Wrapped in a white robe and surrounded by clouds of rising steam, Jeremy Sisto keeps adjusting his underwear. He's filming a scene in the sauna of the Chatswin Country Club, where his Suburgatory character, George, so desperately wants to fit in, but the director isn't happy with how Sisto's boxers keep peeking out. "The steam room — where all the secrets happen," Sisto says with a laugh.
It's no secret the ABC comedy is one of the fall's biggest breakouts, and his on-screen daughter, Jane Levy, is quick to credit Sisto for its success. "Jeremy just has this presence," she says. "He's a presence-sucking monster — and he's also pretty funny."
Having tackled his share of dramatic roles in the past, the actor was ready for something lighter. "It's always a little scary because senses of humor vary so much," admits the 37-year-old. "But [I'm in] a unique position on this show because I get to ground it to a degree. So I try to play everything with a certain sense of reality."
That reality isn't a far reach. Growing up in Chicago, Sisto had a taste of the suburban life. "There was a period in high school when, for some reason, I decided that suburbanites were my enemies or my rivals in a way," says Sisto. But it wasn't all bad. "The first girl I kissed was a suburbanite," he says. "I was nervous, but she was really cool and kind of hard core. It rocked my world!"
At its heart, Suburgatory is about father-daughter relationships, an aspect that drew real-life father Sisto to the role. "Some of George's more prominent sides — be they positive or negative — come from a desire to really do well, in particular, by his daughter," says Sisto. "If I feel my child is being deprived of anything that could affect her progress as a person, then I become extremely neurotic and douse the situation with as much help as humanly possible."
One experience he's looking forward to sharing with his own daughter is introducing her to his old roles, including his iconic character, Elton, in 1995's Clueless. "It's a rare chance to be able to see your parent as a young person," says Sisto. "She will probably make fun of me."

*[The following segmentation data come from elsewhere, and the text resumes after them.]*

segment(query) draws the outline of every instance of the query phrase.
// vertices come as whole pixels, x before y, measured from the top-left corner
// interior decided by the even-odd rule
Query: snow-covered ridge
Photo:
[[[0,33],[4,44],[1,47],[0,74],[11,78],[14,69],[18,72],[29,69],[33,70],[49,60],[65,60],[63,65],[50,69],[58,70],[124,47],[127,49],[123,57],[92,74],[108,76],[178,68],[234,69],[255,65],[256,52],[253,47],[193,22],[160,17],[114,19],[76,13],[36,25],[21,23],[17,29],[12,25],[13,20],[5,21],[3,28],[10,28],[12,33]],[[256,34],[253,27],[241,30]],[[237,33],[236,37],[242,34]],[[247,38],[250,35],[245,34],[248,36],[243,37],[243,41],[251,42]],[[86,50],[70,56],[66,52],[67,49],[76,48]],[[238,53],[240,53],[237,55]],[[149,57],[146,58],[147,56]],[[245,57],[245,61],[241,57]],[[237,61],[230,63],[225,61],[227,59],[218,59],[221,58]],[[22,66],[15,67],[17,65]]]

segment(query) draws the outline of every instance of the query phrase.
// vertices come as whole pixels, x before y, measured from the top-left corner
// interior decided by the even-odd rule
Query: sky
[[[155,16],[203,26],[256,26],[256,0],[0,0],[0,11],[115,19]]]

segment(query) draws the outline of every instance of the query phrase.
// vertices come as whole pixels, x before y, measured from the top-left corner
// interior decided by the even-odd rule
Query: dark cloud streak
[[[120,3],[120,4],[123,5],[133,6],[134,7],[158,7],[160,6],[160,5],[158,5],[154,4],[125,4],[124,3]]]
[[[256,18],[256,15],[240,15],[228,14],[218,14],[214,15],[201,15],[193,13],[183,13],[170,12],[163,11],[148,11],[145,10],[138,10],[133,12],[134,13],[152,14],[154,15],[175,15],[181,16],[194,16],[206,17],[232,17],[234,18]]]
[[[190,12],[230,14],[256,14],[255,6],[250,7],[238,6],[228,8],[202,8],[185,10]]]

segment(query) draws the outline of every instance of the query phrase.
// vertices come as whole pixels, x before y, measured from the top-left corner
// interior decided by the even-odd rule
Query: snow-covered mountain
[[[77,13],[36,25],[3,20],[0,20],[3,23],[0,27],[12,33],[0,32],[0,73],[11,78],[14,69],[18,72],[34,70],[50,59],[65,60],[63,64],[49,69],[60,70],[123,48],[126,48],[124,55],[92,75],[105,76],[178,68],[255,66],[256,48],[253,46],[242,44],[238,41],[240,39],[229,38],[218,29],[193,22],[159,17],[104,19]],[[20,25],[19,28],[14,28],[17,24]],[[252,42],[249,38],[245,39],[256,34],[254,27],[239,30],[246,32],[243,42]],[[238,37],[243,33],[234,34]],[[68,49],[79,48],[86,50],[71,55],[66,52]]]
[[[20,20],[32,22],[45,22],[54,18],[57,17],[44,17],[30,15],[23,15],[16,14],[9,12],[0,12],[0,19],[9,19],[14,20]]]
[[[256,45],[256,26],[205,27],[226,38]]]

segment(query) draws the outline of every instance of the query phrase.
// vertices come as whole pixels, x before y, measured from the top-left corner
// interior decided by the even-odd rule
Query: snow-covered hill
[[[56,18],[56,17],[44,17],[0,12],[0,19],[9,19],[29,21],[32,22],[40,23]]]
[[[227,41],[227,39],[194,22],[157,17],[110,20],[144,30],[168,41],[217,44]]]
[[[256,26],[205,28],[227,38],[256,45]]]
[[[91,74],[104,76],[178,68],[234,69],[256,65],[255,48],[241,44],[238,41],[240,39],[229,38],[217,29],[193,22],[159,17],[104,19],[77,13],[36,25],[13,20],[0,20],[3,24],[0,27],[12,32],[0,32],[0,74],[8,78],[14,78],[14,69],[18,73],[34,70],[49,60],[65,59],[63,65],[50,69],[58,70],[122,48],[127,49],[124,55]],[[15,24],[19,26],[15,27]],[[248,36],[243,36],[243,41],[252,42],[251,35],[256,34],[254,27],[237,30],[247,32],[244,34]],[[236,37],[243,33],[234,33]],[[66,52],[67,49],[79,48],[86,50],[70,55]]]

Characters like Elton and George allow Sisto to explore a facet of acting he's eager to perfect: "So much comedy comes out of an earnest, deeply rooted need for one thing or another, trying to get it and caring so much that you lose your sense of self-awareness." Sisto pauses as he's called for another scene, throws his arms in the air and laughs. "I don't know where the f--- comedy comes from!" he exclaims, running back to set half-naked, bathrobe billowing in the wind.
Suburgatory airs Wednesdays at 8:30/7:30c on ABC.